Mafalda

Mafalda is a comic figure of the Argentine cartoonist Quino.

Creation and publication

In 1963, Quino from its publisher commissioned to invent a cartoon character, which is a mixture of the Peanuts by Charles M. Schulz and Blondie the American cartoonist Chic Young. Quino then created the little girl Mafalda. Mafalda first appeared on 29 September 1964 as a comic strip in the weekly Primera Plana. From this point, the stories of Mafalda were published regularly from March 9, 1965 in the Argentine daily newspaper El Mundo. When El Mundo was posted on December 22, 1967, changed Mafalda 1968 weekly Siete Dias. 1973 Mafalda sequences were hired. Later the stories were published again in comic books.

1974, a year after the end of the magazine consequences of Mafalda and after 11 published volumes (the original series begins with band 0, so that band 10 is the eleventh ) appeared the last Mafalda band. In 1977, Quino recorded again Mafalda and her friends: At the request of UNICEF, an issue arose for the action rights of children. In 1978 Quino this a prize at the International Festival humor in Bordighera / Italy. 1988 for the Mafalda series of Max and Moritz Prize of the International Comic Salon Erlangen, he was awarded as the best foreign comic strip. 2009 was inaugurated in the presence of Quino before his former house in Buenos Aires, a life-size statue of Mafalda, the artist Pablo Irrgang had created on behalf of the City of Buenos Aires.

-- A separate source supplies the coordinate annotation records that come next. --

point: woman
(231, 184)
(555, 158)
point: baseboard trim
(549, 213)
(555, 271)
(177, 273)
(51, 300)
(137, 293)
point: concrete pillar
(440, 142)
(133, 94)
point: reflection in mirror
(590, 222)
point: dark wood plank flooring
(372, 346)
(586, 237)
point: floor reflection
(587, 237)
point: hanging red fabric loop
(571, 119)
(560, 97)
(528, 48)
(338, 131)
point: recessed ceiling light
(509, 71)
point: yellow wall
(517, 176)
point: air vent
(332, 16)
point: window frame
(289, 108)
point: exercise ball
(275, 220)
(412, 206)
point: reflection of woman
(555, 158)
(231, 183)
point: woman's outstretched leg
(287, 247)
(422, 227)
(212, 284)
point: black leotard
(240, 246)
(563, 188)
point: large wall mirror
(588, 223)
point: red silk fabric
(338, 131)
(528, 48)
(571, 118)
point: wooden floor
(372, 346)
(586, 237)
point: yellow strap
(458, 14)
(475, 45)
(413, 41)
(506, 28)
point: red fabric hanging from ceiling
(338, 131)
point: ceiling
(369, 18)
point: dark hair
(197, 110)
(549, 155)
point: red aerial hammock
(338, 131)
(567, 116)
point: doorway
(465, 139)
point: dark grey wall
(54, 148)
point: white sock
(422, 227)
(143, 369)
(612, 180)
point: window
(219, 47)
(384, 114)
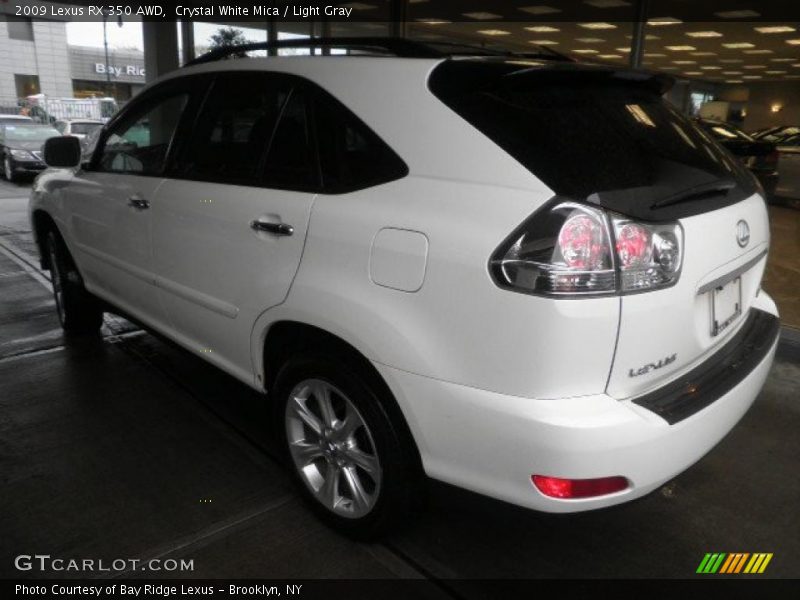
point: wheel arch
(287, 338)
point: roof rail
(400, 47)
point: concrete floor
(127, 447)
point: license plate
(726, 305)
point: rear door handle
(138, 203)
(274, 228)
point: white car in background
(533, 279)
(14, 119)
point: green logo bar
(711, 563)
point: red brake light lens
(572, 249)
(556, 487)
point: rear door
(229, 223)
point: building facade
(35, 58)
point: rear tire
(79, 312)
(350, 461)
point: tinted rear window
(586, 133)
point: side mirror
(62, 152)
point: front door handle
(138, 203)
(274, 228)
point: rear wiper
(715, 188)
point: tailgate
(666, 332)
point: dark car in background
(775, 134)
(760, 156)
(21, 148)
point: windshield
(85, 128)
(29, 133)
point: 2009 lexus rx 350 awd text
(533, 279)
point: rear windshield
(589, 134)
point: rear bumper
(492, 444)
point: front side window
(139, 144)
(352, 156)
(233, 130)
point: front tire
(351, 463)
(8, 170)
(79, 312)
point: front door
(110, 205)
(230, 223)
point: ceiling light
(543, 29)
(775, 29)
(479, 16)
(540, 10)
(606, 3)
(662, 21)
(737, 14)
(597, 25)
(524, 63)
(701, 34)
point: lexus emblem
(742, 233)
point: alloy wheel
(332, 448)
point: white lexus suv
(530, 278)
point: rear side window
(351, 155)
(292, 161)
(585, 132)
(233, 129)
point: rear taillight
(571, 249)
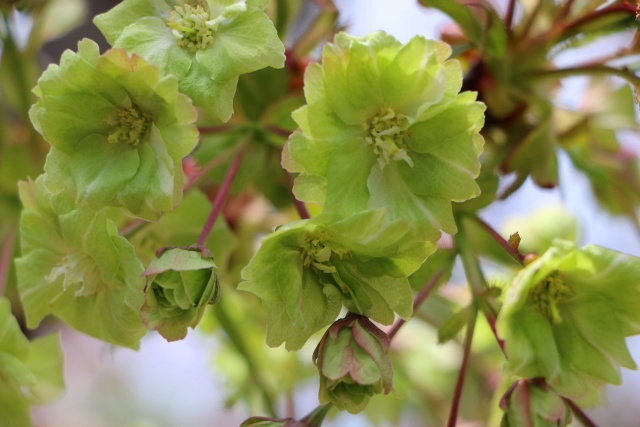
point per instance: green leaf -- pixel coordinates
(388, 117)
(361, 261)
(82, 270)
(207, 54)
(119, 131)
(567, 314)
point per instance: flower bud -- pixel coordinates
(533, 403)
(353, 362)
(180, 284)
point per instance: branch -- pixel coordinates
(220, 197)
(300, 206)
(420, 297)
(579, 413)
(457, 393)
(238, 341)
(6, 254)
(513, 252)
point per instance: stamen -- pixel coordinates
(386, 133)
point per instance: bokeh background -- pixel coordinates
(186, 383)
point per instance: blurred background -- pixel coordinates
(200, 382)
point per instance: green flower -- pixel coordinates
(206, 44)
(180, 285)
(566, 316)
(30, 371)
(119, 131)
(384, 126)
(77, 267)
(353, 361)
(306, 271)
(533, 403)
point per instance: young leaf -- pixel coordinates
(206, 45)
(76, 266)
(118, 130)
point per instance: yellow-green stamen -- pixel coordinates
(548, 294)
(78, 270)
(129, 125)
(192, 26)
(386, 133)
(317, 252)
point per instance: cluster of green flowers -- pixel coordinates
(119, 125)
(385, 144)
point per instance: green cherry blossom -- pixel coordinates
(30, 371)
(206, 44)
(307, 270)
(77, 267)
(384, 126)
(566, 316)
(353, 363)
(118, 131)
(180, 284)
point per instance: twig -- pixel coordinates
(457, 393)
(6, 255)
(278, 130)
(513, 252)
(238, 341)
(508, 18)
(419, 299)
(300, 206)
(214, 129)
(220, 197)
(579, 413)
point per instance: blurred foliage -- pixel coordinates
(509, 59)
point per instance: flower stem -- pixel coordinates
(220, 198)
(508, 18)
(579, 413)
(237, 340)
(419, 299)
(316, 417)
(6, 254)
(513, 252)
(457, 393)
(300, 206)
(476, 279)
(591, 70)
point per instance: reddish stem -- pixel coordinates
(513, 252)
(457, 393)
(508, 18)
(214, 129)
(420, 297)
(5, 255)
(220, 198)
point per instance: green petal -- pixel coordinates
(151, 38)
(388, 189)
(347, 173)
(415, 79)
(248, 43)
(113, 22)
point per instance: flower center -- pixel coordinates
(129, 125)
(192, 26)
(318, 253)
(77, 269)
(386, 133)
(546, 295)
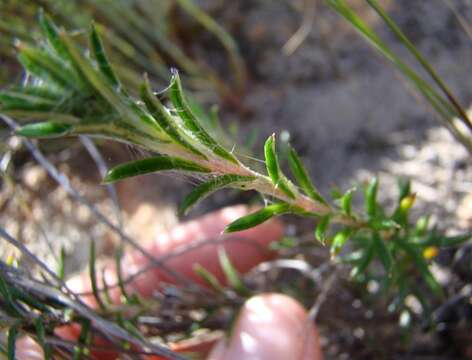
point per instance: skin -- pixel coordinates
(269, 326)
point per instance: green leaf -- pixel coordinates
(320, 232)
(52, 34)
(273, 168)
(190, 121)
(102, 60)
(301, 175)
(44, 130)
(19, 100)
(209, 187)
(339, 240)
(41, 337)
(384, 253)
(150, 165)
(165, 120)
(254, 219)
(232, 275)
(422, 266)
(81, 348)
(364, 261)
(126, 298)
(7, 298)
(47, 67)
(383, 224)
(371, 197)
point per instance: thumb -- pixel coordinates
(270, 326)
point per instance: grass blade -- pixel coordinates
(209, 187)
(422, 60)
(93, 275)
(11, 342)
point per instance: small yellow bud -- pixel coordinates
(430, 252)
(407, 202)
(11, 260)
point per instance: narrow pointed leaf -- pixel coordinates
(165, 120)
(190, 121)
(302, 177)
(346, 202)
(339, 241)
(209, 187)
(13, 100)
(44, 130)
(150, 165)
(254, 219)
(321, 227)
(384, 253)
(102, 60)
(422, 266)
(47, 67)
(273, 168)
(371, 197)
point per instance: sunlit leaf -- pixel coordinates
(102, 60)
(321, 227)
(190, 120)
(254, 219)
(273, 168)
(44, 130)
(165, 120)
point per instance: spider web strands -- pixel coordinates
(106, 327)
(95, 154)
(62, 180)
(182, 250)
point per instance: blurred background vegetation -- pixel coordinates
(294, 67)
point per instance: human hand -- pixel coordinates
(269, 326)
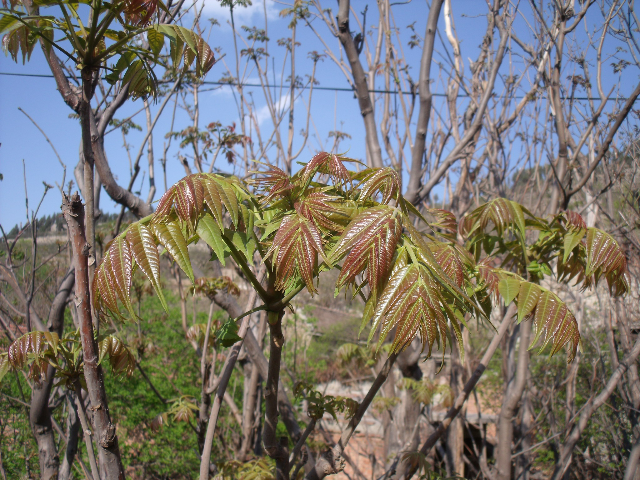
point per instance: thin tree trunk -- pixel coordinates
(360, 81)
(424, 114)
(40, 420)
(108, 450)
(73, 428)
(510, 406)
(406, 471)
(272, 445)
(588, 410)
(633, 472)
(39, 414)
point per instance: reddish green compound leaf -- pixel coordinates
(369, 243)
(104, 297)
(447, 257)
(170, 235)
(411, 303)
(295, 252)
(575, 220)
(329, 164)
(188, 197)
(188, 200)
(528, 297)
(383, 180)
(317, 207)
(444, 219)
(218, 193)
(275, 182)
(5, 366)
(509, 289)
(501, 212)
(605, 258)
(112, 279)
(121, 358)
(145, 252)
(553, 322)
(571, 240)
(209, 231)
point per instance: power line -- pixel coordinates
(331, 89)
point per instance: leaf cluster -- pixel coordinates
(407, 265)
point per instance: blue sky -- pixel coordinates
(20, 140)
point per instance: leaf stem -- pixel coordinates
(246, 270)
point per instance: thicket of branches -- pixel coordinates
(533, 146)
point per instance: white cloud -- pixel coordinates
(242, 15)
(264, 114)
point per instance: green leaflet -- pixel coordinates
(156, 41)
(244, 243)
(528, 296)
(270, 228)
(518, 217)
(227, 334)
(209, 231)
(5, 366)
(571, 240)
(509, 289)
(170, 235)
(145, 253)
(8, 22)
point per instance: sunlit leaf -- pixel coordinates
(145, 253)
(295, 250)
(170, 235)
(383, 180)
(369, 243)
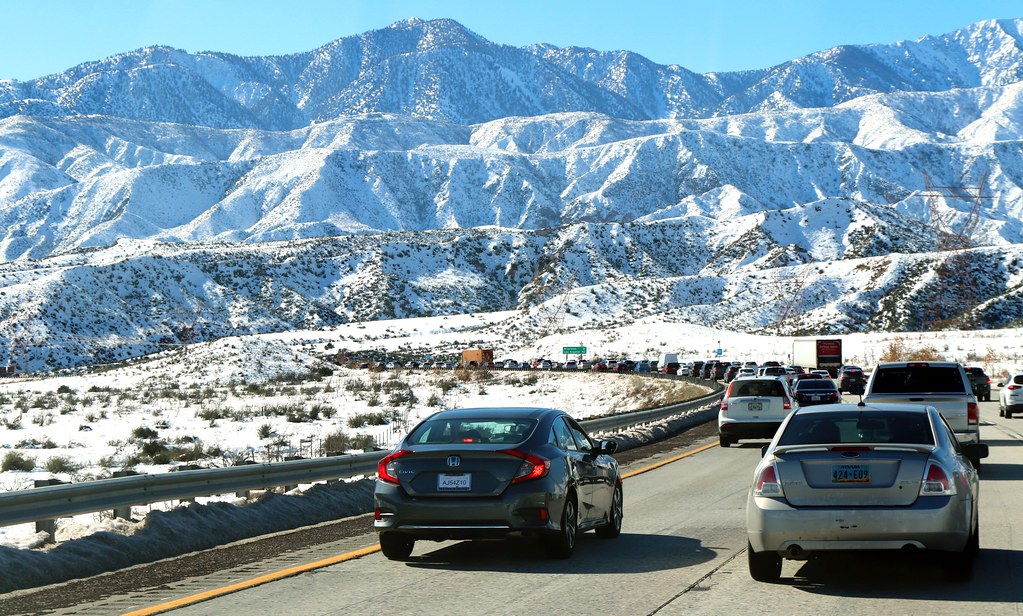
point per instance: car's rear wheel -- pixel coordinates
(562, 544)
(764, 566)
(959, 565)
(614, 526)
(396, 546)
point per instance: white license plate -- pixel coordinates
(850, 474)
(454, 482)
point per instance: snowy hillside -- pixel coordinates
(160, 198)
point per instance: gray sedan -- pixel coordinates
(494, 473)
(842, 477)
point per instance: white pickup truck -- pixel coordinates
(943, 385)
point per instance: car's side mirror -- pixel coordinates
(975, 450)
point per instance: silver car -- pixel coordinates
(495, 473)
(841, 477)
(1011, 397)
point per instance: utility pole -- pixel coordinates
(951, 298)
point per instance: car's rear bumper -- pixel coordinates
(932, 523)
(744, 429)
(517, 512)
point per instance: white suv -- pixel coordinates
(1011, 398)
(753, 407)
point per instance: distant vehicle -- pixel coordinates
(891, 475)
(771, 370)
(849, 378)
(820, 353)
(1011, 397)
(477, 356)
(942, 385)
(668, 363)
(980, 383)
(815, 391)
(487, 473)
(753, 408)
(625, 365)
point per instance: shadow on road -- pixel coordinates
(880, 575)
(627, 554)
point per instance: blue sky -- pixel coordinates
(48, 36)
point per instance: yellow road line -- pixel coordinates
(664, 463)
(269, 577)
(293, 571)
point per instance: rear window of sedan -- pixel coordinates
(921, 379)
(858, 427)
(472, 431)
(743, 389)
(816, 385)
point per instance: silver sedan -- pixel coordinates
(842, 477)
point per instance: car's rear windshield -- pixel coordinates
(922, 379)
(472, 431)
(858, 427)
(741, 389)
(815, 384)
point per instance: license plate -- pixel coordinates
(850, 474)
(454, 482)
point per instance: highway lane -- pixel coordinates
(682, 551)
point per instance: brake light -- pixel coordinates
(936, 482)
(767, 484)
(385, 468)
(532, 467)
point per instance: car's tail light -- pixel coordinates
(936, 482)
(532, 467)
(767, 484)
(385, 468)
(727, 394)
(973, 413)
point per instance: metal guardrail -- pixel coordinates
(42, 504)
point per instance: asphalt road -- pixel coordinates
(681, 552)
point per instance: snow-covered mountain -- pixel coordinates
(160, 196)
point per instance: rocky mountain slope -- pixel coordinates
(159, 196)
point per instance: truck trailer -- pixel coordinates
(819, 353)
(477, 356)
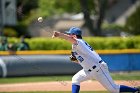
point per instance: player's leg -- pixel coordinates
(77, 79)
(103, 76)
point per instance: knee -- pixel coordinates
(114, 89)
(75, 80)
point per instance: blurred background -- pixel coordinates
(111, 27)
(95, 17)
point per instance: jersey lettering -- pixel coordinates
(89, 46)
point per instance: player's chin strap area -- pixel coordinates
(93, 67)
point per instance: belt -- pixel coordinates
(93, 67)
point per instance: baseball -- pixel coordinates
(40, 19)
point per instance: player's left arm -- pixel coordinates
(64, 36)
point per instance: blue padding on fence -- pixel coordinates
(122, 62)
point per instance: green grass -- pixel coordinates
(115, 76)
(59, 92)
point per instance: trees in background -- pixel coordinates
(28, 10)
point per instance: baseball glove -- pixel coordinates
(73, 59)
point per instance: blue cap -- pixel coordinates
(75, 31)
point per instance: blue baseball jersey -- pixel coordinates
(85, 54)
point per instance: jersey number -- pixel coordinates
(89, 46)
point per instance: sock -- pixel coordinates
(124, 88)
(75, 88)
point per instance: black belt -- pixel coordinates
(95, 66)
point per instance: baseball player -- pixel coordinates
(93, 65)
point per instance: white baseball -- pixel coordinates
(40, 19)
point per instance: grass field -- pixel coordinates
(115, 76)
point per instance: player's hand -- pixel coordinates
(55, 34)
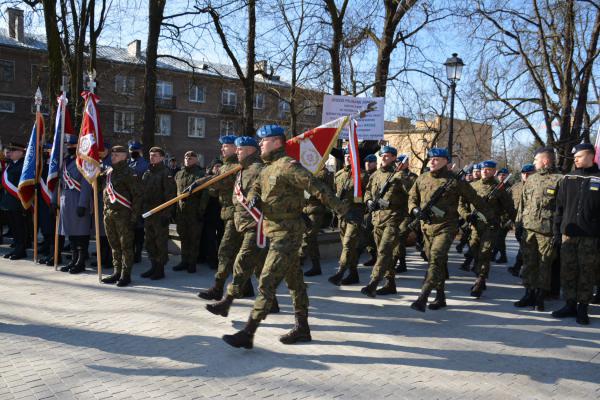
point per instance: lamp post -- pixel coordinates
(454, 67)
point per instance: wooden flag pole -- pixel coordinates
(187, 194)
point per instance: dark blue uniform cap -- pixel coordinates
(227, 139)
(270, 131)
(246, 141)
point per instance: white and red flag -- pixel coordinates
(312, 148)
(90, 139)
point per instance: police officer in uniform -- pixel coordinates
(122, 197)
(279, 193)
(577, 227)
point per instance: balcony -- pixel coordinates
(166, 103)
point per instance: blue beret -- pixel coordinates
(227, 139)
(527, 168)
(135, 145)
(246, 141)
(270, 131)
(582, 147)
(388, 149)
(438, 152)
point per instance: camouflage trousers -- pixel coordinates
(282, 262)
(119, 232)
(579, 267)
(349, 236)
(538, 256)
(230, 245)
(188, 229)
(386, 239)
(437, 240)
(156, 238)
(250, 258)
(310, 244)
(482, 248)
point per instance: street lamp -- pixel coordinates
(454, 66)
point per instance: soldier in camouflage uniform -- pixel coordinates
(408, 179)
(189, 212)
(516, 190)
(158, 186)
(536, 211)
(314, 212)
(232, 239)
(387, 204)
(439, 230)
(576, 220)
(349, 233)
(279, 192)
(122, 206)
(251, 256)
(501, 205)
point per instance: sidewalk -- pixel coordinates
(65, 336)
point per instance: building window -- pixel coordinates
(164, 90)
(163, 124)
(228, 97)
(196, 127)
(7, 106)
(7, 71)
(124, 84)
(197, 94)
(227, 127)
(259, 101)
(124, 121)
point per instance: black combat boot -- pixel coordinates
(248, 290)
(528, 300)
(148, 273)
(116, 275)
(316, 268)
(569, 310)
(421, 303)
(582, 317)
(440, 299)
(159, 272)
(478, 287)
(221, 307)
(336, 278)
(351, 278)
(213, 293)
(401, 265)
(388, 288)
(243, 338)
(370, 290)
(299, 333)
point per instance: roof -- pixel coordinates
(121, 55)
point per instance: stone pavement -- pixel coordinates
(65, 336)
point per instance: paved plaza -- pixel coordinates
(64, 336)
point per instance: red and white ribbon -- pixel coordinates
(256, 214)
(113, 195)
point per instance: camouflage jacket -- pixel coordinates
(196, 203)
(127, 184)
(158, 186)
(224, 188)
(281, 185)
(313, 205)
(395, 197)
(500, 204)
(344, 186)
(252, 166)
(426, 185)
(538, 201)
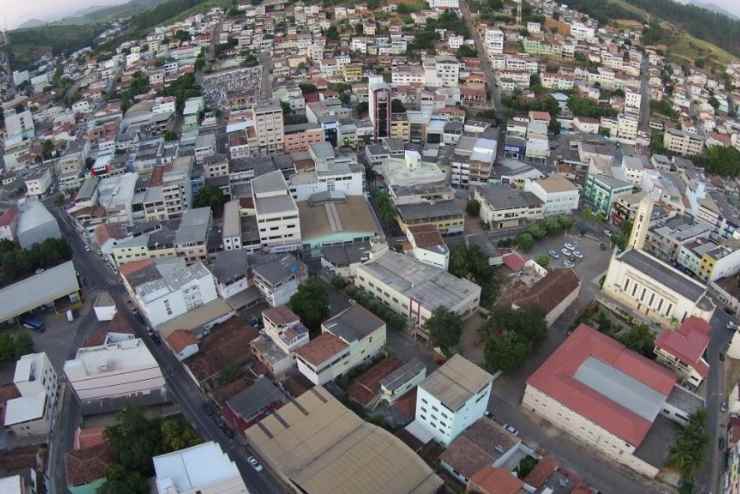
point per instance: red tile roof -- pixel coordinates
(367, 385)
(321, 349)
(555, 378)
(687, 343)
(491, 480)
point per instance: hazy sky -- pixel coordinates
(15, 12)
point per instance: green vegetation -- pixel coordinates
(311, 304)
(720, 160)
(511, 336)
(384, 207)
(470, 263)
(687, 452)
(17, 263)
(183, 88)
(445, 329)
(15, 345)
(134, 440)
(210, 196)
(393, 321)
(473, 208)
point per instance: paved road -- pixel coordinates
(708, 479)
(182, 388)
(494, 95)
(645, 92)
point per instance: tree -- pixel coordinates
(525, 241)
(210, 196)
(445, 329)
(687, 452)
(473, 208)
(640, 339)
(543, 261)
(467, 51)
(311, 304)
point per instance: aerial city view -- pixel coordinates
(369, 247)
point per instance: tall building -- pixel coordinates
(379, 106)
(642, 223)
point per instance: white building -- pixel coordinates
(39, 182)
(494, 40)
(201, 469)
(31, 414)
(452, 398)
(277, 213)
(121, 370)
(414, 289)
(351, 338)
(558, 194)
(167, 288)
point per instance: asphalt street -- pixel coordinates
(182, 388)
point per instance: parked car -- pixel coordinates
(255, 464)
(511, 429)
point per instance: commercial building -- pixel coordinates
(502, 206)
(31, 413)
(451, 399)
(558, 194)
(116, 374)
(40, 289)
(684, 350)
(684, 143)
(414, 289)
(316, 445)
(277, 213)
(349, 339)
(201, 469)
(606, 396)
(167, 288)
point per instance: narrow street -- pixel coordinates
(183, 390)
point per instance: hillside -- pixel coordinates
(688, 33)
(28, 45)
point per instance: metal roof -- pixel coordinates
(37, 290)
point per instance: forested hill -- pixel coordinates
(701, 23)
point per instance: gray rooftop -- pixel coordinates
(664, 274)
(620, 388)
(353, 324)
(501, 196)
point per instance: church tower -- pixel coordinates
(642, 223)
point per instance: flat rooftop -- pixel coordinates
(322, 446)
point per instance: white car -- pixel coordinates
(255, 464)
(511, 430)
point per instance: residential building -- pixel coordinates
(277, 213)
(342, 442)
(31, 414)
(607, 396)
(349, 339)
(114, 375)
(204, 469)
(502, 206)
(379, 107)
(684, 143)
(167, 288)
(558, 194)
(452, 398)
(414, 289)
(684, 349)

At the same time a plaque with the inscription " Aquí Vivio Mafalda " ( lived here Mafalda ) was attached to the house.

Mafalda has been translated into at least 26 languages, including Spanish into Spanish, the Spanish in the Argentine vocabulary as well as pronunciation and spelling a little different. Furthermore, including Chinese, Finnish, French, Greek, Italian, Japanese, Catalan, Dutch, Norwegian, Portuguese and the Brazilian Portuguese, the Taiwanese, and Swedish into German.

Content

Mafalda is a girl from the middle class of Argentina, which is very precocious ( in the first volume is not yet enrolled in school, so about 5 years old, in the last 8 years ). It advocates for world peace, justice, democracy and the women's movement and is ideologically always a bit smarter than their parents. Mafalda loves the Beatles and hates soup. Her little brother Guille [ gi'ʃe̞ ] ( abbreviation of Guillermo = Wilhelm ) is the only one who embodies the passage of time by he grows and learns to walk and talk. Judging from the large urban surroundings after, Mafalda lives in Buenos Aires and attended a public school (recognizable by the typical school smock ). At first she makes friends with Felipe, Manolito and Susanita. With Felipe, who plays chess, Mafalda has the most common interests, but he later developed into a self- doubting pessimist. The somewhat understated Manolito must permanently in the grocery store of his father ( an immigrant from Spain) to help out and is therefore in school only in arithmetic well. His dream is to one day be the owner of a large retail chain. The garrulous Susanita turn sees her life happiness in rich to marry and become a mother; it embodies a narrow-minded immigrant family, the prejudice against poverty and against " Black " without reflection ( Negros, as are referred to in Argentina members of the underclass ) maintains. Later Miguelito and Libertad will be added, but these are only shown as figures and less than personalities.